Trey Murphy III keeping name in NBA Draft

trey murphy uva louisville
Trey Murphy III with the finish at the rim. Photo courtesy Atlantic Coast Conference.

It shouldn’t be a surprise that 6’9” forward Trey Murphy III is finally confirming that he will keep his name in the 2021 NBA Draft, meaning, he’s not returning to Virginia.

“I loved my time at UVA and everyone there, but it’s time for me to move on,” Murphy said to ESPN’s Jonathan Givony. “I feel like I am ready to take on this challenge. I wanted to show that I am fully committed to this opportunity, and how serious I am about this process. I’ve been looking forward to it my entire life. I’ve never been more ready to embark on this journey; I feel ready and confident.”

Murphy spent one season at UVA after transferring from Rice. He had been expected to sit out a year to bulk up and get acclimated to the system, but he applied for immediate eligibility, and on the eve of Virginia’s opener against Towson, was given the go-ahead.

Murphy went on to average 11.3 points per game, shooting 50.3 percent from the field and 43.3 percent from three-point range.
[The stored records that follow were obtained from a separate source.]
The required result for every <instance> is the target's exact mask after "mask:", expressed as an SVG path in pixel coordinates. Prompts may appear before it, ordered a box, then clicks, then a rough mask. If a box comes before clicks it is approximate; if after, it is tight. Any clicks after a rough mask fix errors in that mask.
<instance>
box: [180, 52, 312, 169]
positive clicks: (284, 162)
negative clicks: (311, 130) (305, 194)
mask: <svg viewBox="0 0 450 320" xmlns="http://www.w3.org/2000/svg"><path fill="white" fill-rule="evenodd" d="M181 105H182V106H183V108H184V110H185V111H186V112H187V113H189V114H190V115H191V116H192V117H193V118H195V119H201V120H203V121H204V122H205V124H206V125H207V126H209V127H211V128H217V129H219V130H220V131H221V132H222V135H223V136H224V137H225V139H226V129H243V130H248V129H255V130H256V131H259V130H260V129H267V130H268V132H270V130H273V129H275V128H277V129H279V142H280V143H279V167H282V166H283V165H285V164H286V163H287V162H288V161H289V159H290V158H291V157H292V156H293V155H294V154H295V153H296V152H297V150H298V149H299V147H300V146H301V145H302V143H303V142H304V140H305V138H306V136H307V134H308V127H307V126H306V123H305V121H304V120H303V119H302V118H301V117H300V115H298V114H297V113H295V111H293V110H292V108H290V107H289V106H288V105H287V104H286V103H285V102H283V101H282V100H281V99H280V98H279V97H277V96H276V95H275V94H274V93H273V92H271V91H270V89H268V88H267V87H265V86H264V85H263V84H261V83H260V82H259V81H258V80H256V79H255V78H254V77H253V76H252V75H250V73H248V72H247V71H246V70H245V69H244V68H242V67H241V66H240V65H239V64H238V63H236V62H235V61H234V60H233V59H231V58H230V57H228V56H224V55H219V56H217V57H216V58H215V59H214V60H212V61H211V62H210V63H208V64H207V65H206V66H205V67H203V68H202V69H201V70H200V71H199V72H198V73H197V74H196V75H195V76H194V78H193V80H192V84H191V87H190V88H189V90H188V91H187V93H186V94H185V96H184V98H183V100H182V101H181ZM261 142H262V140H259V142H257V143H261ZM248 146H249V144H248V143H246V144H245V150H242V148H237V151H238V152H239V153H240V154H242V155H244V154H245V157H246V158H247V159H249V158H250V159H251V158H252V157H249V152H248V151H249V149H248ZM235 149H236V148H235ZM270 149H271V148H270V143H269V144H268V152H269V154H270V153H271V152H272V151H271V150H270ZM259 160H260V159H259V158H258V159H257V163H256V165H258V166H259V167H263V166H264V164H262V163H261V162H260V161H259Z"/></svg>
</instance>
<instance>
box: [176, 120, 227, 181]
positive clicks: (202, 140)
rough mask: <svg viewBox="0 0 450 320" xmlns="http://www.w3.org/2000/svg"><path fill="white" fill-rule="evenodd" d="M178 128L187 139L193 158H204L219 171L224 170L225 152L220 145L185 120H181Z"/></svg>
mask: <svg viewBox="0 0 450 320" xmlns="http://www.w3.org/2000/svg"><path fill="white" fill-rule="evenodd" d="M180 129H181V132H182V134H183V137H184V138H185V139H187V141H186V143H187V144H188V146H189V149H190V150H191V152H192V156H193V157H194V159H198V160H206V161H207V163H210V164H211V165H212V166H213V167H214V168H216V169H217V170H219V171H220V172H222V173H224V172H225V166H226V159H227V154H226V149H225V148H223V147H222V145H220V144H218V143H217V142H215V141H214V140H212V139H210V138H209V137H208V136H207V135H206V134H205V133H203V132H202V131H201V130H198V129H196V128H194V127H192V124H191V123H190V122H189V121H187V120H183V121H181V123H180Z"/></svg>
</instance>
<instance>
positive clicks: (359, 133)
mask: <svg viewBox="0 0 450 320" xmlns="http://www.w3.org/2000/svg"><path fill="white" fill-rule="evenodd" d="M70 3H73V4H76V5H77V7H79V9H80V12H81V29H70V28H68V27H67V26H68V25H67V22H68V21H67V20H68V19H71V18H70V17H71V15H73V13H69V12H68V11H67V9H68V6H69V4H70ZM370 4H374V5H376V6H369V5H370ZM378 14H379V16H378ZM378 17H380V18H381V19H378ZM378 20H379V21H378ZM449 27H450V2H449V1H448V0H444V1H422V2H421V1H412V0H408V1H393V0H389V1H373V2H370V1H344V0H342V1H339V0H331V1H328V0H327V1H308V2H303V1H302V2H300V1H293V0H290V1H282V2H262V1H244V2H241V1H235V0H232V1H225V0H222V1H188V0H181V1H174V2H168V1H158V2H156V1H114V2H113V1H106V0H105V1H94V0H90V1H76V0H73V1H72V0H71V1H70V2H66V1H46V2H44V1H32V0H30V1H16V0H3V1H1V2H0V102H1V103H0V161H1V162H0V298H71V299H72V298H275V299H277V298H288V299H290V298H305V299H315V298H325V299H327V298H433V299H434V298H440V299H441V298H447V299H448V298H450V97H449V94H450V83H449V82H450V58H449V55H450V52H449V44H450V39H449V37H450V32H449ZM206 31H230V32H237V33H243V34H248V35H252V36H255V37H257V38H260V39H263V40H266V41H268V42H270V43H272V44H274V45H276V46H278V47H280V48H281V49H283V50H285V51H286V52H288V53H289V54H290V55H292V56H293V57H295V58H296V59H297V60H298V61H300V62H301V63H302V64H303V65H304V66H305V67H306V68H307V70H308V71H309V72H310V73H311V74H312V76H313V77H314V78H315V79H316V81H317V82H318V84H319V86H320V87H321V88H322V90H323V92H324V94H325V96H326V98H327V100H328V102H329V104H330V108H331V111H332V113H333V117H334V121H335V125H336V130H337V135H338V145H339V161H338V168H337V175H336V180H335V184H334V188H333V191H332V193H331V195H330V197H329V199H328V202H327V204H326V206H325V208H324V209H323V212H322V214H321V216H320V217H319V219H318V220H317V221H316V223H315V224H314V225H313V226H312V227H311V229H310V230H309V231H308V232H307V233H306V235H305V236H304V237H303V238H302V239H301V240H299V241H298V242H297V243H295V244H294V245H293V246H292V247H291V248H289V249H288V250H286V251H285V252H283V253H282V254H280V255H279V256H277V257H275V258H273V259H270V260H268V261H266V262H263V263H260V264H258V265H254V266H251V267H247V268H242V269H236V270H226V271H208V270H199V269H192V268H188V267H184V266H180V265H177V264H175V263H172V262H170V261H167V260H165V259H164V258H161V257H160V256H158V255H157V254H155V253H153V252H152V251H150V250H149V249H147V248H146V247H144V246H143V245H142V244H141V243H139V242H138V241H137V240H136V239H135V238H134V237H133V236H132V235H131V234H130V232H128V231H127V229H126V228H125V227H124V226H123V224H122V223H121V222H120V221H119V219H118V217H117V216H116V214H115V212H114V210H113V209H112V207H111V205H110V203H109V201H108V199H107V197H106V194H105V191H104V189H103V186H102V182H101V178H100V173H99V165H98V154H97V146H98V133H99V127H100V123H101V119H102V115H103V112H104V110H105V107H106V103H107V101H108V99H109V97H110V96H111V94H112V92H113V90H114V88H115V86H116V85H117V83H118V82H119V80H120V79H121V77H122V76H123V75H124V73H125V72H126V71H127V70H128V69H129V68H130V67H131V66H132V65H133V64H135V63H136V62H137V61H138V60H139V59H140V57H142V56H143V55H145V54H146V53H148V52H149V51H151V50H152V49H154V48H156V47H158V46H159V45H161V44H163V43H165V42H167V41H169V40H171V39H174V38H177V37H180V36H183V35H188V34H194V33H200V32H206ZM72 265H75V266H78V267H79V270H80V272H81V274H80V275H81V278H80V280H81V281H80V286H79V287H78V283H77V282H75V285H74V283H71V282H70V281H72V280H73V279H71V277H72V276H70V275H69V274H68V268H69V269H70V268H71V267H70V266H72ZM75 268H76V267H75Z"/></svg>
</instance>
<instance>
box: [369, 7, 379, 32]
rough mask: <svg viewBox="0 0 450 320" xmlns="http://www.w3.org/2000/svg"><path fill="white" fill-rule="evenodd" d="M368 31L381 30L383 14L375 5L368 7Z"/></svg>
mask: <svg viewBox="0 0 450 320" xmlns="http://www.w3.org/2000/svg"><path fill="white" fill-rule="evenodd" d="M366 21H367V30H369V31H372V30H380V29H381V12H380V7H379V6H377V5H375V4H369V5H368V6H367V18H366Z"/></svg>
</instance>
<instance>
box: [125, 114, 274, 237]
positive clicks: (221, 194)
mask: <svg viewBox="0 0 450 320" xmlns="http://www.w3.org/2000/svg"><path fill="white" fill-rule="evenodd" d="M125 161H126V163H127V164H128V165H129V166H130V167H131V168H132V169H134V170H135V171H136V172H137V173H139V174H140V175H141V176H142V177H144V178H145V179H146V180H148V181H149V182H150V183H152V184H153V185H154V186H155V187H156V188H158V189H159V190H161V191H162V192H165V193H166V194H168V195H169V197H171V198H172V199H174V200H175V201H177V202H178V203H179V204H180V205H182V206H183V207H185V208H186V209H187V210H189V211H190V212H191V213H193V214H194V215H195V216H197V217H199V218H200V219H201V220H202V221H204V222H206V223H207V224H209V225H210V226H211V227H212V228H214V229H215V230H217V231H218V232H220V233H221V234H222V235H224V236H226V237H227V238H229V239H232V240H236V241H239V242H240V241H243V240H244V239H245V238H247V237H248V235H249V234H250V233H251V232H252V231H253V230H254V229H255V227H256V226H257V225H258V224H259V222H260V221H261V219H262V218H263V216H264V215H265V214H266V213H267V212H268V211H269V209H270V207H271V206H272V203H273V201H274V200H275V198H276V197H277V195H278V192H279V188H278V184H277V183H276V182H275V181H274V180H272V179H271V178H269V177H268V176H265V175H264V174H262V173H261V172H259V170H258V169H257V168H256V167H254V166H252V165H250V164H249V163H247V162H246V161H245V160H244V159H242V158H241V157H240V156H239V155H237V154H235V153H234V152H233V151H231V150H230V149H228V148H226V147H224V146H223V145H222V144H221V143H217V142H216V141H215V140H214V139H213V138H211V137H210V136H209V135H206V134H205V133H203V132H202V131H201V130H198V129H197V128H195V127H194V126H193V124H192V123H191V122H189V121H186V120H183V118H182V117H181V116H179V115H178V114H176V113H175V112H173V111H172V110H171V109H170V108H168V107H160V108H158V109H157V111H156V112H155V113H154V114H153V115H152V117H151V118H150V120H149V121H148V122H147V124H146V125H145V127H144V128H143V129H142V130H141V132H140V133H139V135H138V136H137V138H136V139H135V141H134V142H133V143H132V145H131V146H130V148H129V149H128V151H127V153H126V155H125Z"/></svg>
There was an unsettling tendency for him to disappear – his three points on 1-of-4 shooting in the 64-62 win over Georgia Tech in January, for instance, and the forgettable four points on 2-of-2 shooting in 36 minutes in the 66-65 loss at Duke in February.

Murphy finished up strong, averaging 14.0 points over his last four, albeit on 43.9 percent shooting, and 34.5 percent from three.

He never did seem to get what he was supposed to do in the Pack Line defense, but that was as much an issue of being rushed into action without the usual run-up of practices, scrimmages and early-season tune-ups as anything else.

“We had a great season, I enjoyed it a lot,” Murphy told Givony. “One of the most fun years of basketball I’ve been a part of. I grew a lot as a player, which I owe to Coach [Tony] Bennett. I wasn’t a great defender when I arrived, and I improved there. I’m a good defender now, and UVA helped me expand my game and become a more attractive prospect.”

Murphy is being projected as a late first- or early second-round pick in next month’s NBA Draft.

Bennett seemed to foresee that Murphy wouldn’t be back. His top priority in the transfer portal was scoring punch, which Virginia stands to get from former ECU power forward Jayden Gardner (18.3 ppg, 8.3 rebounds per game in 2020-2021) and former Indiana shooting guard Armaan Franklin (11.4 points per game, 42.9 percent from the field, 42.4 percent from three-point range in 2020-2021).